L’ex-président nigérian Muhammadu Buhari est décédé ce Dimanche13 juillet 2025 à l’âge de 82 ans, selon une annonce de son ancien porte-parole. Figure marquante de l’histoire politique du Nigeria, il laisse derrière lui un héritage contrasté, entre autoritarisme militaire et engagement démocratique tardif.
Militaire de carrière, Buhari accède une première fois au pouvoir par un coup d’État en 1983, à seulement 41 ans, renversant le président élu Shehu Shagari. Ce premier passage à la tête de l’État, de 1983 à 1985, restera marqué par une gouvernance répressive, un contrôle social sévère et des atteintes notoires aux libertés publiques.

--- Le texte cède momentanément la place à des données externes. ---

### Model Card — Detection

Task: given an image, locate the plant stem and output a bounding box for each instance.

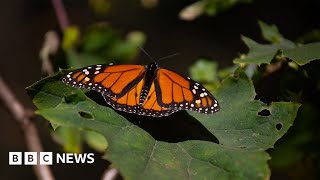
[0,76,54,180]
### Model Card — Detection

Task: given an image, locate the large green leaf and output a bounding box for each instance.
[234,21,320,65]
[27,72,299,179]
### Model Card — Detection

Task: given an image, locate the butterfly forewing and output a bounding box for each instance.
[62,64,145,98]
[62,63,219,117]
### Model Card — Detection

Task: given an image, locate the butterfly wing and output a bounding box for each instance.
[62,64,146,98]
[154,68,219,114]
[103,79,177,117]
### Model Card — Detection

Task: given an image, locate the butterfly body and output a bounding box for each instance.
[62,62,219,117]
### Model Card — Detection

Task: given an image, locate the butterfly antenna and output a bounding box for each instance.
[159,53,180,61]
[139,46,156,62]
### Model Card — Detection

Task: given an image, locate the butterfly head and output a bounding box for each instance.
[146,62,159,71]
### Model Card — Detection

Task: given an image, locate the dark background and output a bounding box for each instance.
[0,0,320,179]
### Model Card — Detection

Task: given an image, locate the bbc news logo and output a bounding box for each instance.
[9,152,94,165]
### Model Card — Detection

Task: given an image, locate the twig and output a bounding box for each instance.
[0,76,54,180]
[51,0,69,31]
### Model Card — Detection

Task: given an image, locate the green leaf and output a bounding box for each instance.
[233,21,320,65]
[84,131,108,152]
[258,21,284,43]
[52,126,82,153]
[203,0,253,16]
[282,42,320,65]
[190,72,300,150]
[27,72,299,179]
[190,59,218,83]
[233,36,295,65]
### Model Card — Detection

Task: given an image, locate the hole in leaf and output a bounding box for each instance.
[258,109,271,116]
[64,94,86,104]
[79,111,93,119]
[276,123,282,131]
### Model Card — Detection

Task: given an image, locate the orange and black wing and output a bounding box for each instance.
[62,64,146,98]
[154,68,219,114]
[103,79,177,117]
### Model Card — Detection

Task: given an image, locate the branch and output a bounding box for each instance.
[0,76,54,180]
[101,167,119,180]
[51,0,69,31]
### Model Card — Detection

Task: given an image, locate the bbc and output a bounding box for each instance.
[9,152,52,165]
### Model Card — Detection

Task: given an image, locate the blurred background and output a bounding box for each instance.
[0,0,320,179]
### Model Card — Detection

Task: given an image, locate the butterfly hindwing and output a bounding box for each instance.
[155,68,219,114]
[62,63,219,117]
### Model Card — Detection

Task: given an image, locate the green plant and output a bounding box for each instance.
[27,22,320,179]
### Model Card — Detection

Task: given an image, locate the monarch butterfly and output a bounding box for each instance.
[62,62,219,117]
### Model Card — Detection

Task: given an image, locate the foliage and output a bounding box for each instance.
[27,0,320,176]
[179,0,253,21]
[28,68,299,179]
[234,22,320,65]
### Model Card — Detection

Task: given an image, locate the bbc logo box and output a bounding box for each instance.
[9,152,52,165]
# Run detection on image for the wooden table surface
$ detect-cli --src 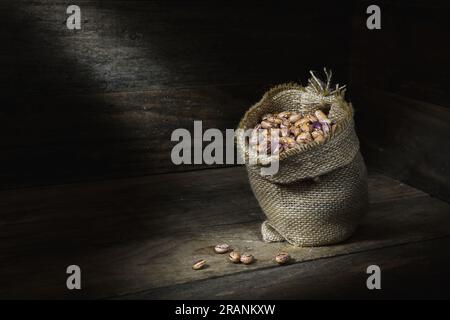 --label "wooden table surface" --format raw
[0,167,450,299]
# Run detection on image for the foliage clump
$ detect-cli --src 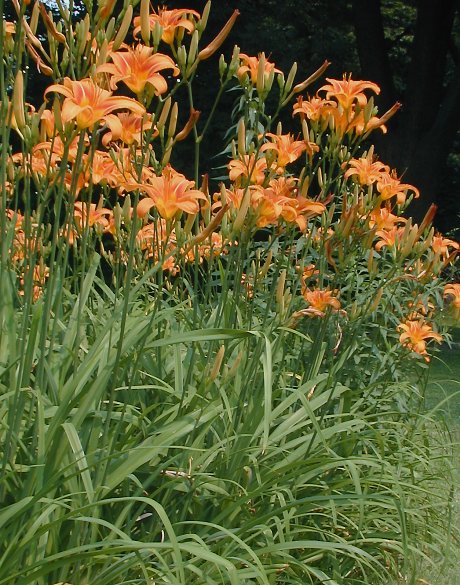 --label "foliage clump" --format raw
[0,0,460,585]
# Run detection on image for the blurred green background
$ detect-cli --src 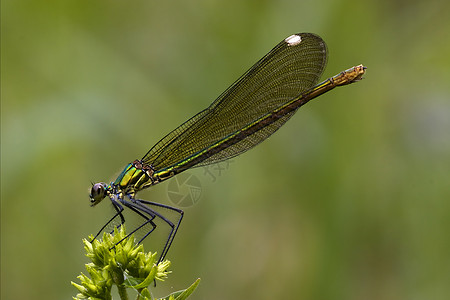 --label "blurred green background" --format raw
[1,0,450,300]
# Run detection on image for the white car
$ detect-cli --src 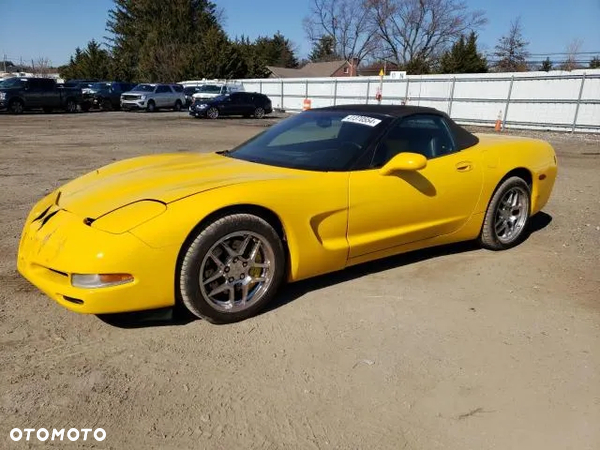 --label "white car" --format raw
[121,83,185,112]
[192,83,245,103]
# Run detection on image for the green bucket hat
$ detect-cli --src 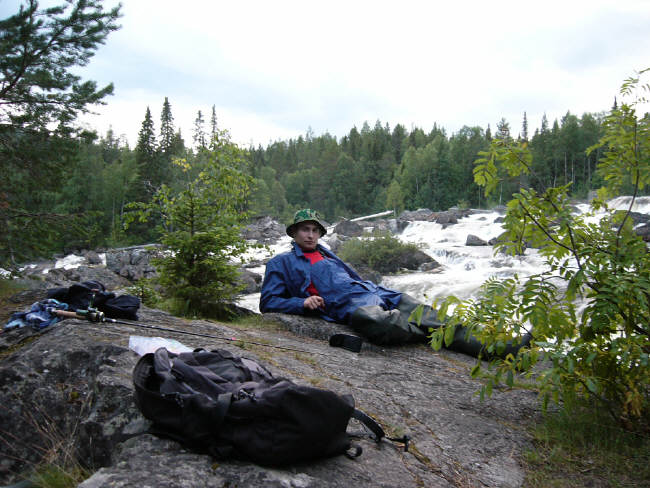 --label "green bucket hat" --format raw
[287,208,327,237]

Il imposera alors une discipline de fer dans la fonction publique, allant jusqu’à infliger des humiliations publiques aux retardataires.
Originaire de Daura, dans l’État de Katsina (nord), Muhammadu Buhari est issu d’une famille peule nombreuse. Orphelin de père à quatre ans, il rejoint les rangs militaires peu après l’indépendance, se formant notamment en Grande-Bretagne. Il gravit rapidement les échelons et devient gouverneur de la région Nord-Est, avant d’être nommé ministre du Pétrole sous le régime d’Olusegun Obasanjo.
Renversé en 1985 par Ibrahim Babangida, il passera trois ans en détention surveillée, sans jamais renoncer à la politique. Après plusieurs tentatives infructueuses, il est élu président en 2015, devenant le premier opposant à remporter démocratiquement une présidentielle face à un chef d’État en exercice, en l’occurrence Goodluck Jonathan.
Son double mandat (2015-2023) a été dominé par sa lutte contre Boko Haram et contre la corruption. Malgré des avancées sur le plan sécuritaire dans le nord du pays, il n’a pas su enrayer la montée du banditisme, l’effondrement du naira, ni la pauvreté galopante. La récession de 2016 et la crise du Covid-19 ont profondément affecté son image. Surnommé « Baba-Go-Slow » pour sa lenteur à former un gouvernement, il a également été critiqué pour sa santé déclinante et ses absences prolongées à l’étranger.
Son style autoritaire ne s’est jamais complètement effacé. En 2016, des propos sexistes visant son épouse Aisha Buhari – reléguée à « la cuisine, le salon et la chambre » – ont provoqué un tollé international, notamment en présence de la chancelière allemande Angela Merkel. En 2021, il suspend Twitter dans tout le pays après que la plateforme a supprimé des messages jugés incitatifs à la violence, suscitant l’indignation mondiale. Wole Soyinka, prix Nobel de littérature, avait alors dénoncé une dérive dictatoriale « inconvenante pour un président élu démocratiquement ».
L’héritage de Muhammadu Buhari reste complexe. À la fois artisan d’une alternance politique historique et dernier représentant d’une génération d’officiers militaires convertis à la démocratie, son parcours illustre les tensions structurelles du Nigeria moderne, entre héritage militaire, divisions régionales et aspirations démocratiques.